Therapy might be able to help, but it would probably need to be behavioral. Standard talk therapy did not help my person become less self involved, he just suddenly had a person to run talk to about all the weird personal social injustices he experienced at the hands of every single person he tried to interact with.

I was in the relationship for years. As a pair it was often great. I ended the relationship in large part because I lost patience with facilitating his interactions with my friends and especially my family.
posted by skrozidile at 10:45 AM on October 29, 2013 [1 favorite]


I talk too much. I also tend to jump in and monopolize and talk over. I know it and it is very hard to change even though I would like to.

Part of it is social anxiety. Part of it is that I work from home so rarely get people to talk to. Part of it is wanting to connect and contribute.

The funny thing is back when I was too shy to talk people they thought I was a snob.
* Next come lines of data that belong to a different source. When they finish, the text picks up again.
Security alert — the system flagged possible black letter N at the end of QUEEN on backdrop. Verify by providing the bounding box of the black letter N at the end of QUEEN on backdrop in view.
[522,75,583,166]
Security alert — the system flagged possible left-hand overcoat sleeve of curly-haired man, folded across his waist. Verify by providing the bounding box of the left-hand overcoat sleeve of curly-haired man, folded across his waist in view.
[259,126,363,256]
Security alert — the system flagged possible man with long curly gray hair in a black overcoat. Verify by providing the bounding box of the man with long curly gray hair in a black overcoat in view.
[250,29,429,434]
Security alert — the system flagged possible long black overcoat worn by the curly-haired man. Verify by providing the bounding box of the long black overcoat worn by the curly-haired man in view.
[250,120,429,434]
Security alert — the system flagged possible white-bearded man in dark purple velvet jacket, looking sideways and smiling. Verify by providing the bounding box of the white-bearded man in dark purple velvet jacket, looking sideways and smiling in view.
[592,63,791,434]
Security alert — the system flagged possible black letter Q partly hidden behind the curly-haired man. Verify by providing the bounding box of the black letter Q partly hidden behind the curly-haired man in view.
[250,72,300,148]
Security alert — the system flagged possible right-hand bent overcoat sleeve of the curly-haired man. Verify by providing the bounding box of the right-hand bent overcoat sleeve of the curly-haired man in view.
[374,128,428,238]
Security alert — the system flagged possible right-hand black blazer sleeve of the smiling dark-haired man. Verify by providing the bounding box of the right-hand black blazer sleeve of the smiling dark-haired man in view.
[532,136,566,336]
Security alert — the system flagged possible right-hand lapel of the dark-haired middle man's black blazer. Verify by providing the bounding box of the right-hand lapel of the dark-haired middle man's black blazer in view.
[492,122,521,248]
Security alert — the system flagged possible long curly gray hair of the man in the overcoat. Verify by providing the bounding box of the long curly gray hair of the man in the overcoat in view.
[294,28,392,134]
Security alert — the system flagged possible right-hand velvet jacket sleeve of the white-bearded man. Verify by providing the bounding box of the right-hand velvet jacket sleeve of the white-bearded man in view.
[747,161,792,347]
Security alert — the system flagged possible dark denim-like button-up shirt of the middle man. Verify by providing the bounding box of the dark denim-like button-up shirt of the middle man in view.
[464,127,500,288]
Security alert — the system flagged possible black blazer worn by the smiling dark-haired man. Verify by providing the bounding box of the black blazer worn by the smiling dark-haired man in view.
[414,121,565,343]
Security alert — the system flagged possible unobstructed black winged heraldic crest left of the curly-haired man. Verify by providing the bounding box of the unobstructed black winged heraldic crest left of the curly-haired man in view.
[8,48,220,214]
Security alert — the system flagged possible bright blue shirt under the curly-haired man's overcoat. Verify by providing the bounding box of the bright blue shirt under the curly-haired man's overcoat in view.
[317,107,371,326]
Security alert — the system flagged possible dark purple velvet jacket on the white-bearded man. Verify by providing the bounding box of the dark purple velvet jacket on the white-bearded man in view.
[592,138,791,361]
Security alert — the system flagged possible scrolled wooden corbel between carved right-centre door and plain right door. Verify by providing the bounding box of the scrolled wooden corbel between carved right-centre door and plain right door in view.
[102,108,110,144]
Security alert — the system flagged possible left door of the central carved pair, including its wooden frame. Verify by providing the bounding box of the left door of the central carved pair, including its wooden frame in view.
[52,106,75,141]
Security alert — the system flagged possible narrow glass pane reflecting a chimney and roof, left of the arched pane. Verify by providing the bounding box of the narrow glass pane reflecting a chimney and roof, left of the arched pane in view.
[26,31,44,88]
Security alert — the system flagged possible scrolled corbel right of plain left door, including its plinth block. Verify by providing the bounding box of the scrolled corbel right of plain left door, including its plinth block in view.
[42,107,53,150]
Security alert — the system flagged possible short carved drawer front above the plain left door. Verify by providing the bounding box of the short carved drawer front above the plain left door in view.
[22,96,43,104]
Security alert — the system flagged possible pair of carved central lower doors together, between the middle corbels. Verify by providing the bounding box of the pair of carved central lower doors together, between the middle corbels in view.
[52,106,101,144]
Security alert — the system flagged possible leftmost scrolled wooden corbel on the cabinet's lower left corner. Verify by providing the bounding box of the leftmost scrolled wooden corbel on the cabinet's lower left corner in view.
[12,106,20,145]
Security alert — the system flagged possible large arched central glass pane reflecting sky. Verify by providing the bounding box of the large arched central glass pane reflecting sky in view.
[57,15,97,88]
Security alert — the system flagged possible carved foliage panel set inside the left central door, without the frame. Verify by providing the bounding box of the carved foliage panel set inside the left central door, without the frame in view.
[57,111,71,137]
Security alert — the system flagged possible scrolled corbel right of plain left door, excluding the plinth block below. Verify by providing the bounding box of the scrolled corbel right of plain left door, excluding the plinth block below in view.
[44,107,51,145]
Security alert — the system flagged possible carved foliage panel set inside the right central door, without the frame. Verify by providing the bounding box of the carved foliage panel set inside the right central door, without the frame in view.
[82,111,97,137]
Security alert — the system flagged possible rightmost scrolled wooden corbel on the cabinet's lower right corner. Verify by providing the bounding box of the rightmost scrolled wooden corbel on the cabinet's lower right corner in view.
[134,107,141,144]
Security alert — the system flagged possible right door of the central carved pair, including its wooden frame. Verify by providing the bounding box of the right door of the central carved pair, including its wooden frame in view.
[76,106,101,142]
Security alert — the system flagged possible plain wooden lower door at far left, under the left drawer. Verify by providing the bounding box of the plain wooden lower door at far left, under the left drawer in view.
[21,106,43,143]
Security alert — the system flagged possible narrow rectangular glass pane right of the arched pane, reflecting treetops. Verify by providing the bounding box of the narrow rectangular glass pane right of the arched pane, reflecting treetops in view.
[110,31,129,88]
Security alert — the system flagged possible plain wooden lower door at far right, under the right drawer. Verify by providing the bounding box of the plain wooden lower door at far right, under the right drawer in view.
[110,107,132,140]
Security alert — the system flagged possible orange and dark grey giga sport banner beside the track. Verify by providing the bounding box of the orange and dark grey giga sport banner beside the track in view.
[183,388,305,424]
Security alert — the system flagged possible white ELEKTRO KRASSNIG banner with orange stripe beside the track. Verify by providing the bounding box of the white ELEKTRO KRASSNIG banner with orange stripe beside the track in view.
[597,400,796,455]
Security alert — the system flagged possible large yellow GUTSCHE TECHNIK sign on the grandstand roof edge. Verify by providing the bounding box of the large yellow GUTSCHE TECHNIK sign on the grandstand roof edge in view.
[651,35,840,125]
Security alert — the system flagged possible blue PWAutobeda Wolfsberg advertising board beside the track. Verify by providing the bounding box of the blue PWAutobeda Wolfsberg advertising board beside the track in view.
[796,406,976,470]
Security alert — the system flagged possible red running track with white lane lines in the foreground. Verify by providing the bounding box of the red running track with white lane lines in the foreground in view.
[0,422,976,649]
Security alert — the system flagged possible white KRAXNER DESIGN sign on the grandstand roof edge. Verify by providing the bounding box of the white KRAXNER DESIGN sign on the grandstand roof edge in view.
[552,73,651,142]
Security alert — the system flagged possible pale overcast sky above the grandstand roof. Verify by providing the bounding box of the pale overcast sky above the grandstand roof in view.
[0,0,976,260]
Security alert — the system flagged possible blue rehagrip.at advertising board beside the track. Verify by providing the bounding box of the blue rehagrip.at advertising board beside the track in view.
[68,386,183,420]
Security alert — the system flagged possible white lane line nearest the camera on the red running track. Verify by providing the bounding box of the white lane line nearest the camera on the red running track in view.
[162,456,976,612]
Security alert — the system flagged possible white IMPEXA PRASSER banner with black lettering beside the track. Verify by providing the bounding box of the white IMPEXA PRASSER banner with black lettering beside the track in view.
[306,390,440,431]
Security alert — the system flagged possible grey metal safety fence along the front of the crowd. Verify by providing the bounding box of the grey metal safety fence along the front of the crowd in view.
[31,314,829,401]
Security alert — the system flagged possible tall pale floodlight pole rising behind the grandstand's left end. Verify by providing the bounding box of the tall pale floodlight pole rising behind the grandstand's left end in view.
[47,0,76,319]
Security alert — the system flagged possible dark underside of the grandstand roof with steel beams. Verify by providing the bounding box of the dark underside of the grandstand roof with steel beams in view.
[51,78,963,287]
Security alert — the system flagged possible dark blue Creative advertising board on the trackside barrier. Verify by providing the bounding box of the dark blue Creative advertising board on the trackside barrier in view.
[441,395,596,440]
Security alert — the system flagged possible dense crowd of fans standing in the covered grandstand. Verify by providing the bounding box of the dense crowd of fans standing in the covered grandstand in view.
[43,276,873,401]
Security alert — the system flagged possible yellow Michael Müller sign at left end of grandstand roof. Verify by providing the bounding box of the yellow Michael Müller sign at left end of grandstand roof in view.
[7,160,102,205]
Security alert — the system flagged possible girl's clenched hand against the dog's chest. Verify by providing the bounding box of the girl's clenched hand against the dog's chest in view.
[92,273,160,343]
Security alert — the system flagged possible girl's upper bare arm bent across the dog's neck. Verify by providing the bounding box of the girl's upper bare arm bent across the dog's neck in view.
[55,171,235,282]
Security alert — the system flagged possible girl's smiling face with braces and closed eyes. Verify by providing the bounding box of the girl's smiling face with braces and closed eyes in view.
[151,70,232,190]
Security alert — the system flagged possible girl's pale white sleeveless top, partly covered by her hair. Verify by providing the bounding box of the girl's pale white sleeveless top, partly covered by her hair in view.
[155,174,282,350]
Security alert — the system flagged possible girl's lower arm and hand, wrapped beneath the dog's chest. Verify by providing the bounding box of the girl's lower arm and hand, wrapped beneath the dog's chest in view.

My advice is for you to put him in more social situations with the same people until he calms down around them. Then work outward from there. Also develop a covert signal to let him know when he needs to reign it in but don't use it very often.
posted by srboisvert at 11:43 AM on October 29, 2013 [2 favorites]


This is the kind of thing that group therapy is amazingly well suited for. He can get instant feedback on his behavior from the group leaders and others in the group.
posted by jasper411 at 11:58 AM on October 29, 2013


Another vote for possible ADD/ADHD, and/or possible auditory processing disorder. An adult family member of mine (who has some combo of ADHD/APD) does this-- it is extremely hard for her to understand/conform to the rules of conversation, etc., particularly outside of one-on-one, face-to-face interactions. She's aware -- sometimes painfully so -- that she does it, but it seems to be very hard for her to stop, to the point where it almost seems compulsive or manic.

In any case, do you think an assessment for ADHD or APD might be useful?
posted by scody at 1:14 PM on October 29, 2013 [1 favorite]


He might be on the autism specturm.

You can completely divorce your social life from his so that you don't have to worry about his behavior. Honestly, this level of detachment is probably more healthy for both of you than trying to work on something this complicated.
posted by the young rope-rider at 4:25 PM on October 29, 2013 [1 favorite]


Response by poster: Thanks to everyone for the feedback. He and I had a long talk last night. He does take medication to help with some of these issues (focus, anxiety) but apparently had let his prescription lapse for awhile. He refilled it last night.

He is also going back to Toastmasters tomorrow.

We hashed out many things, hopefully this is the first step on the way to some progress.

Thanks again.
posted by girlmightlive at 6:40 AM on October 30, 2013 [2 favorites]


Look up information on Asperger's Syndrome, as well as ADD. I have a good friend who believes he may have Asperger's, and has put effort into learning how to be social. Even if he doesn't have Asperger's, the ways of learning to be social are still useful.